Involvement of the peripheral sensory and sympathetic nervous system in the vascular endothelial expression of ICAM-1 and the recruitment of opioid-containing immune cells to inhibit inflammatory pain

Abstract

Endogenous opioids are known to be released within certain brain areas following stressful stimuli. Recently, it was shown that also leukocytes are a potential source of endogenously released opioid peptides following stress. They activate sensory neuron opioid receptors and result in the inhibition of local inflammatory pain. An important prerequisite for the recruitment of such leukocytes is the expression of intracellular adhesion molecule-1 (ICAM-1) in blood vessels of inflamed tissue. Here, we investigated the contribution of peripheral sensory and/or sympathetic nerves to the enhanced expression of ICAM-1 simultaneously with the increased recruitment of opioid peptide-containing leukocytes to promote the inhibition of inflammatory pain.
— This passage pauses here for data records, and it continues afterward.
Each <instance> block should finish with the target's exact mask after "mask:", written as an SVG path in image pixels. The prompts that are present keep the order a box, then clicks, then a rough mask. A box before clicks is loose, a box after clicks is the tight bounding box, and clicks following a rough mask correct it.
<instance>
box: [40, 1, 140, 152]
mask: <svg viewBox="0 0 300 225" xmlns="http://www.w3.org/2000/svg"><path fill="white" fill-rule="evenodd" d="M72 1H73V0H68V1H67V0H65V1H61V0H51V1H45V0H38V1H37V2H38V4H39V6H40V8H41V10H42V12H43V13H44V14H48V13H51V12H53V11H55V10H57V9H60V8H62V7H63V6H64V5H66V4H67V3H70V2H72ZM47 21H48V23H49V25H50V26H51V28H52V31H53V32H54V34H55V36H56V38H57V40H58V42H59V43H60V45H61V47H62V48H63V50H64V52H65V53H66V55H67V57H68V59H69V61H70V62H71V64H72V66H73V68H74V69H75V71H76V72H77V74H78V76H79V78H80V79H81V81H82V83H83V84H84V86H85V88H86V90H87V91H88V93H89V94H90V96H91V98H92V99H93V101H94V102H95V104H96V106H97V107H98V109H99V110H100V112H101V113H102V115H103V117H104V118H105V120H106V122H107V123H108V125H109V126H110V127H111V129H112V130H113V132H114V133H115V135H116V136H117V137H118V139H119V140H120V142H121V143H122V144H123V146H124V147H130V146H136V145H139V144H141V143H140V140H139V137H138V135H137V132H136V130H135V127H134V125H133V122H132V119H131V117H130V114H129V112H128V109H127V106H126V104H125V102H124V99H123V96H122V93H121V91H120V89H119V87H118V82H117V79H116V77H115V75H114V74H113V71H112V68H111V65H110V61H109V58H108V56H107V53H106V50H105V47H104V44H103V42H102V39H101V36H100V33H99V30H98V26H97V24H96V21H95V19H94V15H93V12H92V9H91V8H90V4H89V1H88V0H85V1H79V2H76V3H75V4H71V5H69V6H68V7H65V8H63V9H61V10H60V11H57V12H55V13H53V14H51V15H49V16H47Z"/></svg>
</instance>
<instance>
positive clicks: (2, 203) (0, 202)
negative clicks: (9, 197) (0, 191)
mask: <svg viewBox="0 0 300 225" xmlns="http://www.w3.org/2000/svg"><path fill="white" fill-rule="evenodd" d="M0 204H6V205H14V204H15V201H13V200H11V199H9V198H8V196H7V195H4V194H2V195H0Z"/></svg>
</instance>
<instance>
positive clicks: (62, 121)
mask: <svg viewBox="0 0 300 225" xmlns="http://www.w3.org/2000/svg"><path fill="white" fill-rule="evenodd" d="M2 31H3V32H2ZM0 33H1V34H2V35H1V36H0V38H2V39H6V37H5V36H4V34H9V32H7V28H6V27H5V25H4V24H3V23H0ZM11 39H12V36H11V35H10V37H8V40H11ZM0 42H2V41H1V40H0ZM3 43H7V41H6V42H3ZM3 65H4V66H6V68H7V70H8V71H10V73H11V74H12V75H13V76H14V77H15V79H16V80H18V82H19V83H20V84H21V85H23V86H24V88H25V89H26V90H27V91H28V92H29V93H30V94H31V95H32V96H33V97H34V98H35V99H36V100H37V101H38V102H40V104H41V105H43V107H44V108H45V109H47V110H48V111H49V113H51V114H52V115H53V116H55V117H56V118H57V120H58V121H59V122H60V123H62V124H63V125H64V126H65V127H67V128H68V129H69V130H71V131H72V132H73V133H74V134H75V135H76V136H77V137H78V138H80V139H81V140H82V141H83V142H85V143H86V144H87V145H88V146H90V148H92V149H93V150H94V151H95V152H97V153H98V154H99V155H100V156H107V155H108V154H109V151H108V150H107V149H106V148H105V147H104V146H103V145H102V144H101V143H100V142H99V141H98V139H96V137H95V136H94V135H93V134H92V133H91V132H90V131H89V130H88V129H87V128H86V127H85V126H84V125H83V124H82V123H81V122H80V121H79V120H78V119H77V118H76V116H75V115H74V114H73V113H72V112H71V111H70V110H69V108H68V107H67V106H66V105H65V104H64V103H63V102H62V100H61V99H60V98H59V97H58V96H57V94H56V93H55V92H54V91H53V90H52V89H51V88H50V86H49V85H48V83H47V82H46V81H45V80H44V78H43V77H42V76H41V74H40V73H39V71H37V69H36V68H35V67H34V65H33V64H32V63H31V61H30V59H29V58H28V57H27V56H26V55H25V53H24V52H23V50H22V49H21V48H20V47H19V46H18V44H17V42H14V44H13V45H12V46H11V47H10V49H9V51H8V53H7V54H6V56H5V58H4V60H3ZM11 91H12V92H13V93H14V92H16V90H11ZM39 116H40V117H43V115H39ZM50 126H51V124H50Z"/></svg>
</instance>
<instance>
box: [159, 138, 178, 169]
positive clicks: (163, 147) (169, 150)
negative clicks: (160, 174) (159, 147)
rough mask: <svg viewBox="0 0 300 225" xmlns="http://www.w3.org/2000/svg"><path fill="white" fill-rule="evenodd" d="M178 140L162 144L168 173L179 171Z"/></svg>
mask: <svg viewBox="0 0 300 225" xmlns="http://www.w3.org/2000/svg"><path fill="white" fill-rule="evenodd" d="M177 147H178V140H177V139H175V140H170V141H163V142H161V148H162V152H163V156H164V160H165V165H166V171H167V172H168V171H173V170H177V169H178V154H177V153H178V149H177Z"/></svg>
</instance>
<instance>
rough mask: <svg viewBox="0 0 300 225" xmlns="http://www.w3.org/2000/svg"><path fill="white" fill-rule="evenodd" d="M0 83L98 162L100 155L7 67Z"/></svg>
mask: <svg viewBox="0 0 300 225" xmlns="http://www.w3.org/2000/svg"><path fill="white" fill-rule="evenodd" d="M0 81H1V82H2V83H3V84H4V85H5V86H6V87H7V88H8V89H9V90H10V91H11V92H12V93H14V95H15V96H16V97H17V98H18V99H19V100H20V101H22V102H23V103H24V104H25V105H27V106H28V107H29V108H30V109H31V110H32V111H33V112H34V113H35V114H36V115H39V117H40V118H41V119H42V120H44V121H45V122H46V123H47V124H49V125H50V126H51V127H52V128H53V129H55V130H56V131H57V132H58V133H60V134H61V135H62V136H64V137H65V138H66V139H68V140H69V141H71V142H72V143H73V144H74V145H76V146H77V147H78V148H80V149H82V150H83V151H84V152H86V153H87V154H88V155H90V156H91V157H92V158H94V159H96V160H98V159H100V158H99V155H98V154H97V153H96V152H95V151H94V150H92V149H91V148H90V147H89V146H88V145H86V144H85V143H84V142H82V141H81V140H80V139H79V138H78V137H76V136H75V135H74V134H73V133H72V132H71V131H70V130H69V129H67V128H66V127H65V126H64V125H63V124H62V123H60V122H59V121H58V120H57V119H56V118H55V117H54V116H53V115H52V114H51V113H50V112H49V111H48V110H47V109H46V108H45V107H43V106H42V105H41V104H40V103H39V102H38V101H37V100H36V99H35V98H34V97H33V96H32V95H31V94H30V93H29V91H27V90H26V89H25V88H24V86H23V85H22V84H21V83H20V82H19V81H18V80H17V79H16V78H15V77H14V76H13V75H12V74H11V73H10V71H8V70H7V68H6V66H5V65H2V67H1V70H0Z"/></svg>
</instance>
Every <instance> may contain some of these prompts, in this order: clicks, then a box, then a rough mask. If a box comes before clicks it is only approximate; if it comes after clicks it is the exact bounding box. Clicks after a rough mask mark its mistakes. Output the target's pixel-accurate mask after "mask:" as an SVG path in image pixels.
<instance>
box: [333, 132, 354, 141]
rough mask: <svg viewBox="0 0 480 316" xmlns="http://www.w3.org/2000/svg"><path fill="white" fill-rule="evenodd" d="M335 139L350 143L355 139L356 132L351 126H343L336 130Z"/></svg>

Selective degeneration of either peripheral sensory or sympathetic nerve fibers by their respective neurotoxins, capsaicin or 6-hydroxydopamime, significantly reduced the subcutaneous immigration of β-endorphin- (END-) and met-enkephalin- (ENK-)-containing polymorphonuclear leukocytes (PMN) (in the early phase) and mononuclear cells (in the late phase) during painful Freund's complete adjuvant (FCA) rat hind paw inflammation. In contrast, this treatment did not alter the percentage of opioid peptide-containing leukocytes in the circulation. Calcitonin gene-related peptide- (CGRP-) and tyrosine hydroxylase- (TH-) immunoreactive (IR) nerve fibers were in close contact to ICAM-1 IR blood vessels within inflamed subcutaneous tissue. The selective degeneration of sensory or sympathetic nerve fibers attenuated the enhanced expression of vascular endothelial ICAM-1 after intraplantar (i.pl.) FCA and abolished endogenous opioid peptide-mediated peripheral analgesia. Our results suggest that, during localized inflammatory pain, peripheral sensory and sympathetic nerve fibers augment the expression of vascular endothelial ICAM-1 simultaneously with the increased recruitment of opioid peptide-containing leukocytes which consequently promotes the endogenous opioid peptide-mediated inhibition of inflammatory pain. They support existing evidence about a close link between the nervous and the immune system.